Vídeos chocantes: GCM e PM agridem e apontam armas para ambulantes mulheres no Brás, São Paulo, geram revolta e investigação

Imagens mostram agressão e armas apontadas em operação contra comércio irregular

Cenas de violência envolvendo a Guarda Civil Metropolitana (GCM) e a Polícia Militar (PM) contra mulheres ambulantes no Brás, região de intenso comércio popular no centro de São Paulo, estão circulando amplamente nas redes sociais e causando indignação.

Os vídeos, gravados por testemunhas na manhã desta terça-feira (16), mostram a ação das forças de segurança durante uma operação de combate ao comércio ambulante irregular.

A controvérsia surge da forma como a intervenção foi conduzida, com registros de agressões físicas e armas de fogo sendo apontadas. As informações foram divulgadas pelo G1.

Detalhes da Operação no Brás e a Ação da GCM

As imagens capturadas por populares revelam momentos de tensão e confronto. Em uma das cenas, guardas civis aparecem cercando uma mulher que já está detida no chão. Um agente da GCM é flagrado chutando um homem que tentava intervir e impedir a detenção da mulher.

A operação, segundo a Prefeitura de São Paulo, tinha como objetivo combater o comércio ilegal de produtos na região. A GCM atuava prestando apoio e proteção aos agentes da Subprefeitura Mooca.

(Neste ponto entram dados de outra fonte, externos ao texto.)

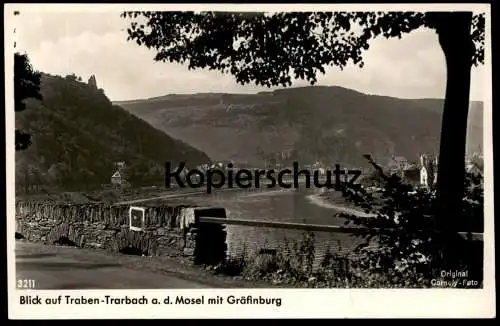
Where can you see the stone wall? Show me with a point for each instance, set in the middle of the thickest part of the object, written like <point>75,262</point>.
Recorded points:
<point>107,227</point>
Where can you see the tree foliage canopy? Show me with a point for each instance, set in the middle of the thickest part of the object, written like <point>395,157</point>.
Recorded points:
<point>271,48</point>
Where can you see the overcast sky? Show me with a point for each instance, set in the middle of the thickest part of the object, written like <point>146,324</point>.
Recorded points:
<point>89,43</point>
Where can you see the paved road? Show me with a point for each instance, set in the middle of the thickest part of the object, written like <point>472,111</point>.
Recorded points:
<point>71,268</point>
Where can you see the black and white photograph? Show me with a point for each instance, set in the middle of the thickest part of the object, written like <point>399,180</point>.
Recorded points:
<point>213,148</point>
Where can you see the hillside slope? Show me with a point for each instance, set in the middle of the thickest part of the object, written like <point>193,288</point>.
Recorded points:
<point>332,124</point>
<point>79,135</point>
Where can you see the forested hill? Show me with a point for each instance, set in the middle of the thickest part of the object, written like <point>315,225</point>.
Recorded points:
<point>78,135</point>
<point>332,124</point>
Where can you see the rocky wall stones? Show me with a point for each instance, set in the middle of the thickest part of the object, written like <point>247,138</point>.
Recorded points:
<point>107,227</point>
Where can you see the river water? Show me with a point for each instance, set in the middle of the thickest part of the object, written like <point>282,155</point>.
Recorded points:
<point>296,206</point>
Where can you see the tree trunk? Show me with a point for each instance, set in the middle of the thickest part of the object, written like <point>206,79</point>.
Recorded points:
<point>454,31</point>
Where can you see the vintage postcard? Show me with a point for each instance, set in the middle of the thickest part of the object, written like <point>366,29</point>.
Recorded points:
<point>249,161</point>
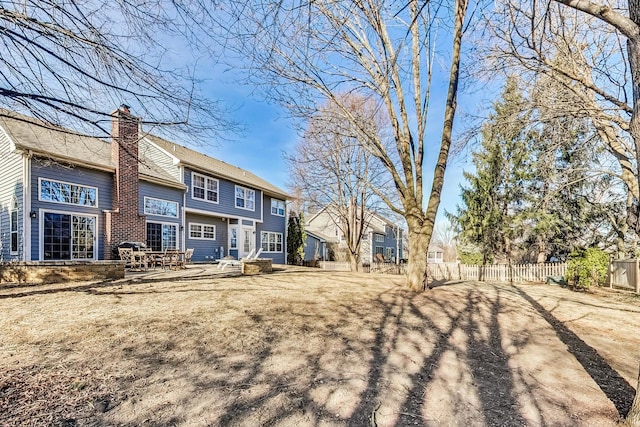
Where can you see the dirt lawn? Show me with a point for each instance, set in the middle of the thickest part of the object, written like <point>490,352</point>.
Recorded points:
<point>303,347</point>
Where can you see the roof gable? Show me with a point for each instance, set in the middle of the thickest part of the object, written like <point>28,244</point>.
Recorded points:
<point>202,162</point>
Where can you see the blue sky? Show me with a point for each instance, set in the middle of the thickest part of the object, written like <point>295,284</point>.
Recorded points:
<point>269,132</point>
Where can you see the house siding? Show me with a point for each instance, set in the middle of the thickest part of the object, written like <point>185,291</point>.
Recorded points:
<point>160,192</point>
<point>204,249</point>
<point>226,198</point>
<point>45,168</point>
<point>272,223</point>
<point>11,185</point>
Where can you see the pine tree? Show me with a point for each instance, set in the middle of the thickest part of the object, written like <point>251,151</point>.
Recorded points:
<point>296,237</point>
<point>493,211</point>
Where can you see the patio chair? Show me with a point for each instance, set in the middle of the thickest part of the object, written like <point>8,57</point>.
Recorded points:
<point>133,262</point>
<point>173,259</point>
<point>188,255</point>
<point>158,259</point>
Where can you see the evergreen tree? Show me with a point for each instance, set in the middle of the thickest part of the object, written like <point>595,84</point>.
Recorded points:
<point>296,237</point>
<point>493,204</point>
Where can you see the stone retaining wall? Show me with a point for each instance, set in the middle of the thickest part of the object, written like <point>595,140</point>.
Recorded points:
<point>40,272</point>
<point>257,266</point>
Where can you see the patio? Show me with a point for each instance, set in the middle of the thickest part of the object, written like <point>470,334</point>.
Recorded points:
<point>190,272</point>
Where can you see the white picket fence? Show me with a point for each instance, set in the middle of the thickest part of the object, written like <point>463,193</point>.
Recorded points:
<point>625,273</point>
<point>455,271</point>
<point>512,273</point>
<point>335,266</point>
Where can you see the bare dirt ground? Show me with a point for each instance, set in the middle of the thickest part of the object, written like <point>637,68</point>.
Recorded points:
<point>304,347</point>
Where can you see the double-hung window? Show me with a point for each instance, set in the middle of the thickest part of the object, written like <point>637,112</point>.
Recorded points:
<point>204,188</point>
<point>271,242</point>
<point>67,193</point>
<point>245,198</point>
<point>161,236</point>
<point>202,231</point>
<point>277,207</point>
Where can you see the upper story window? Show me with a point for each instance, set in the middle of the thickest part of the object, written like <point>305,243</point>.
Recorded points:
<point>68,193</point>
<point>160,207</point>
<point>277,207</point>
<point>202,231</point>
<point>204,188</point>
<point>245,198</point>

A prefeitura alega que houve reação dos ambulantes, tornando necessária a intervenção da GCM. Casos de conduta irregular podem ser denunciados à Corregedoria da corporação.

Ação da Polícia Militar e o Uso de Armas

Outros vídeos mostram a Polícia Militar em ação. Policiais militares são vistos apreendendo um carrinho de compras repleto de roupas, enquanto mulheres ambulantes tentam impedir a apreensão, sendo agredidas com golpes de cassetetes.

A situação escalou quando um PM saca uma arma longa e a aponta diretamente para o peito de uma mulher, repetindo a ordem Põe a mão! diversas vezes. Testemunhas no local chegam a gritar que a mulher estaria grávida.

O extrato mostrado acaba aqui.